July 24 (UPI) -- White House national security advisor John Bolton stressed the importance of trilateral cooperation among Seoul, Tokyo and Washington during meetings with top South Korean officials on Wednesday.
Bolton, who arrived in South Korea on Tuesday, met with his Korean counterpart Chung Eui-yong, as well as with Foreign Minister Kang Kyung-hwa and Defense Minister Jeong Kyeong-doo, Money Today reported.
Bolton discussed the tensions between South Korea and Japan, Russian trespassing in the Korean air defense zone, North Korea denuclearization, U.S.-South Korea cooperation in the Strait of Hormuz and military cost-sharing on the Korean Peninsula, according to the report.
South Korea's presidential Blue House told reporters afterward the two sides "reaffirmed the U.S.-South Korea alliance is a mutually beneficial and comprehensive alliance that is at the core of peace and stability in the region beyond the Korean Peninsula."
Seoul also said the "South Korea-Japan conflict" due to "Japan's economic retaliation" were discussed in the context of strengthening the alliance.
Chung and Bolton discussed Russian intrusion into South Korea's air defense zone; Bolton said the two countries should be in close consultation during similar incidents, according to Money Today.
South Korea agreed to continue discussions on cooperating with the United States in the Strait of Hormuz, a commercial shipping channel.
On Tuesday, Japan had said it has no plan to deploy its self-defense force to the Middle East; U.S. President Donald Trump has previously said oil importers like Japan and China should defend their own ships in the Strait of Hormuz, rather than relying on U.S. military power to guard against attacks.
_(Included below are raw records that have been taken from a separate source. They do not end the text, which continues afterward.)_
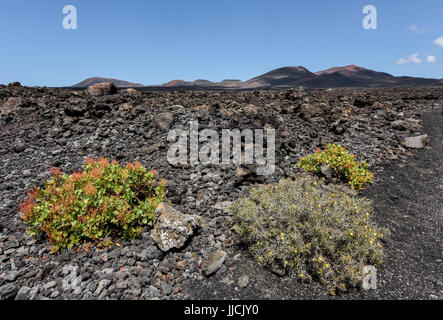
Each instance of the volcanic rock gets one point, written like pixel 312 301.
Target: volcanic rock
pixel 173 228
pixel 417 142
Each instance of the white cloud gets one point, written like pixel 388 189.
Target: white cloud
pixel 439 41
pixel 401 61
pixel 430 59
pixel 414 58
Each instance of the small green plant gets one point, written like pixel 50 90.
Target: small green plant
pixel 312 230
pixel 105 200
pixel 341 162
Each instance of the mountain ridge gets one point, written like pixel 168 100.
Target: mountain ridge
pixel 290 76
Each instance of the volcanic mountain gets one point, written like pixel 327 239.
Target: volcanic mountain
pixel 336 77
pixel 281 77
pixel 94 80
pixel 347 76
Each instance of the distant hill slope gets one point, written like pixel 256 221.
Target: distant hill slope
pixel 336 77
pixel 281 77
pixel 118 83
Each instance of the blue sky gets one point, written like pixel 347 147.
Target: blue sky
pixel 153 42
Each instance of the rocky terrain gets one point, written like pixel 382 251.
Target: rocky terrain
pixel 43 128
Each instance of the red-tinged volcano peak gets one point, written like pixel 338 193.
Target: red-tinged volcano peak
pixel 351 67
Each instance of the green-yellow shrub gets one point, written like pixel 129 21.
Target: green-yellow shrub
pixel 105 200
pixel 311 230
pixel 343 164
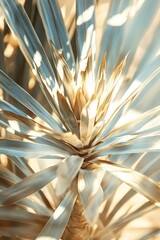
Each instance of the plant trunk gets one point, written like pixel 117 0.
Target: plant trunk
pixel 78 228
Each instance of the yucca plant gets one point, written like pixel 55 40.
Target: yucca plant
pixel 80 130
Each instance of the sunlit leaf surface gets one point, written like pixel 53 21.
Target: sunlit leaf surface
pixel 79 120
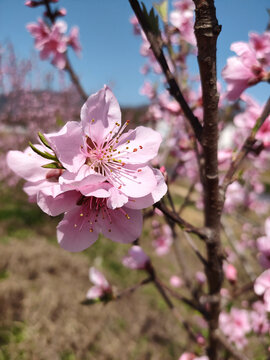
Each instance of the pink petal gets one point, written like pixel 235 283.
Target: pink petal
pixel 67 145
pixel 73 234
pixel 267 299
pixel 140 182
pixel 158 192
pixel 47 187
pixel 104 110
pixel 143 145
pixel 262 283
pixel 98 278
pixel 122 229
pixel 59 204
pixel 267 227
pixel 94 292
pixel 83 178
pixel 116 199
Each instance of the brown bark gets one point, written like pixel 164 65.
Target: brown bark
pixel 207 30
pixel 174 89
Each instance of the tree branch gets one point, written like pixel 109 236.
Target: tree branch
pixel 207 30
pixel 229 347
pixel 181 222
pixel 68 68
pixel 245 149
pixel 174 89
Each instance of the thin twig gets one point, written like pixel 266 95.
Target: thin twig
pixel 231 239
pixel 187 199
pixel 195 249
pixel 181 222
pixel 133 288
pixel 229 347
pixel 174 89
pixel 245 149
pixel 68 67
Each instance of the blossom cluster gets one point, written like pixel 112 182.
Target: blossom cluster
pixel 95 173
pixel 250 66
pixel 52 42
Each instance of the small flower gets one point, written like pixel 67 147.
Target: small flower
pixel 230 273
pixel 101 289
pixel 249 67
pixel 262 288
pixel 136 259
pixel 235 325
pixel 176 281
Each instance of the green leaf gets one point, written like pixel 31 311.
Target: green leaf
pixel 43 140
pixel 45 154
pixel 162 9
pixel 53 165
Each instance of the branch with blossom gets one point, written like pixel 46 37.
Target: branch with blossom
pixel 101 176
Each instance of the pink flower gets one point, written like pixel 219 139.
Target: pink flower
pixel 31 3
pixel 261 45
pixel 101 147
pixel 73 39
pixel 187 356
pixel 28 165
pixel 163 240
pixel 200 277
pixel 136 259
pixel 263 245
pixel 183 19
pixel 230 272
pixel 51 42
pixel 176 281
pixel 246 120
pixel 96 190
pixel 235 325
pixel 243 70
pixel 191 356
pixel 259 321
pixel 262 288
pixel 136 26
pixel 101 286
pixel 102 210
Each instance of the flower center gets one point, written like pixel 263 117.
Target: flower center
pixel 91 209
pixel 107 158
Bolton also met with a lawmaker of the main opposition conservatives in Seoul.
Na Kyung-won, a veteran lawmaker with the Liberty Korea Party, met with Bolton for 30 minutes, Yonhap reported Wednesday.
Na said she and Bolton are "on the same page" regarding national security.
Na and the Liberty Korea Party have been critical of President Moon Jae-in's pro-engagement policy with North Korea.